Il paese che sembra essere riuscito più di tutti a invertire la spirale negativa innescata dalla crisi è senz’altro il Regno Unito. Il mercato inglese si era bruscamente contratto negli anni scorsi, anche se non quanto quello irlandese. Nell’ultimo anno, il settore edilizio è invece tornato a crescere (+4,8%), trainando il PIL: merito non solo dei bassi tassi d’interesse garantiti dalla Banca d’Inghilterra – anche la BCE li tiene al minimo, ma senza riuscire a incidere davvero sui mercati molto diversificati dell’eurozona – ma anche di grandi programmi infrastrutturali, dell’incentivo Help to Buy che copre parte del credito ipotecario dei nuovi acquirenti di fascia bassa, e della deregulation che facilita l’edilizia privata prima bloccata dalla pianificazione locale.

Ci sono però dei dubbi sull’efficacia di lungo periodo di tali provvedimenti: secondo le stime, le famiglie inglesi sono titolari oggi del 20% di tutto il debito privato europeo nel settore immobiliare – fatto che induce vari analisti a prevedere una nuova bolla.
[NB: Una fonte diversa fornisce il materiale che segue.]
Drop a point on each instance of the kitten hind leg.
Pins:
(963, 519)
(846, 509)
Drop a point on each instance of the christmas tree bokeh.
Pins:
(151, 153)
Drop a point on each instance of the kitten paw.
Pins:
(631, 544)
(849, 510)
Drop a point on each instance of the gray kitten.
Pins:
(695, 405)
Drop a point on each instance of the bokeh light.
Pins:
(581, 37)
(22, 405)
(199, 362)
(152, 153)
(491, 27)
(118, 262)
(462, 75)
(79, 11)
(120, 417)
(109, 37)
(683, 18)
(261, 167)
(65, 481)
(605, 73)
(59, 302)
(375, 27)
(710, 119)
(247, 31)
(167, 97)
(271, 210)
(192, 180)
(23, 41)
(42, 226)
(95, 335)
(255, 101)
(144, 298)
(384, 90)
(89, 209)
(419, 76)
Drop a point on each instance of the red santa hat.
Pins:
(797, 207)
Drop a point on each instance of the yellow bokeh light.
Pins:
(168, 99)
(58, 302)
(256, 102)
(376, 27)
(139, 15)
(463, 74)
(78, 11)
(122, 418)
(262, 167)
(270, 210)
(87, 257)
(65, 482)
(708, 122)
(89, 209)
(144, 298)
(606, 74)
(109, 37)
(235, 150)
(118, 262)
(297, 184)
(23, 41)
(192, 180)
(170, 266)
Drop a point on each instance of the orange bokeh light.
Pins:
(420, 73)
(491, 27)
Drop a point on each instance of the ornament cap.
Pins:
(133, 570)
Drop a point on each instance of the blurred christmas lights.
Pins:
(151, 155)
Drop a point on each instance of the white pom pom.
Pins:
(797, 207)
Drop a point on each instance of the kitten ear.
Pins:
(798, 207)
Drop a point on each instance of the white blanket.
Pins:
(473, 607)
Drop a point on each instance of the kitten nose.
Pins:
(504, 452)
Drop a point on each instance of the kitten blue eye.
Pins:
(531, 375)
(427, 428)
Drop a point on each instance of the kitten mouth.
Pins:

Dove l’intervento pubblico fatica a risultare efficace è la Francia: il piano presentato in settembre dalla ministra Cécile Duflot prevede tra l’altro un tetto alla crescita degli affitti, che nelle città non potranno andare oltre il 20% di una cifra mediana fissata dai prefetti quartiere per quartiere. Il problema è che gli affitti, in Francia, sono già altissimi: sono raddoppiati dal 2000 ad oggi, così come i prezzi; parallelamente le domande per le case popolari hanno superato quota 500.000, ed ogni anno se ne può soddisfare solo una su dieci. La crisi non ha invertito la tendenza, o meglio il mercato si è spezzato in due parti distinte, anche geograficamente vicine: una depressa e una rampante – questione che il piano Duflot non affronta. Lo testimoniano i prezzi alle stelle del centro di Parigi, area che non conosce crisi, mentre la banlieue e i centri industriali dell’Ile de France scontano cantieri fermi e crolli dei valori. Accedere a un appartamento nuovo, data anche la scarsa offerta, è così complesso che nelle liste d’attesa per gli alloggi popolari abbondano anche gli impiegati pubblici di alta fascia.
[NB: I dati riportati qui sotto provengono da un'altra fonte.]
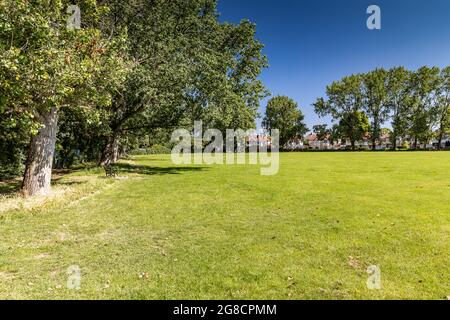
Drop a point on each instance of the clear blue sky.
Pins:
(311, 43)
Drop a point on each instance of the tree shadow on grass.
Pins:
(149, 170)
(10, 186)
Un assaggio di “normalità” lo si può avere solo in Germania. Il mercato tedesco, crisi o non crisi, viene da un periodo di stabilità di prezzi ventennali – con alcune eccezioni, come la Baviera e Berlino. Solo nell’ultimo anno e mezzo si assiste ad un aumento dei prezzi più generalizzato: a renderlo possibile è la crescita dei salari, che facilita la concessione di mutui, e degli immigrati qualificati, che interessa specialmente le città.
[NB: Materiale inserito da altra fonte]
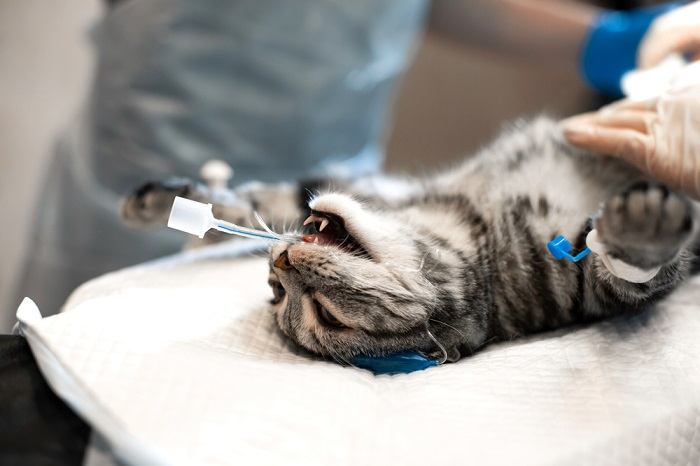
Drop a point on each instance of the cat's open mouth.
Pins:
(329, 229)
Nel complesso, il settore immobiliare europeo, caratterizzato da fortissime specificità non solo nazionali ma anche locali, è percorso però da un fenomeno comune che obbedisce alla legge della domanda e dell’offerta in un mercato integrato: la forte svalutazione delle aree più colpite dalla recessione, e l’apprezzamento eccessivo di quelle protagoniste della ripresa. Si tratta di una tendenza che molti stati, da soli, non sono attualmente in grado di gestire.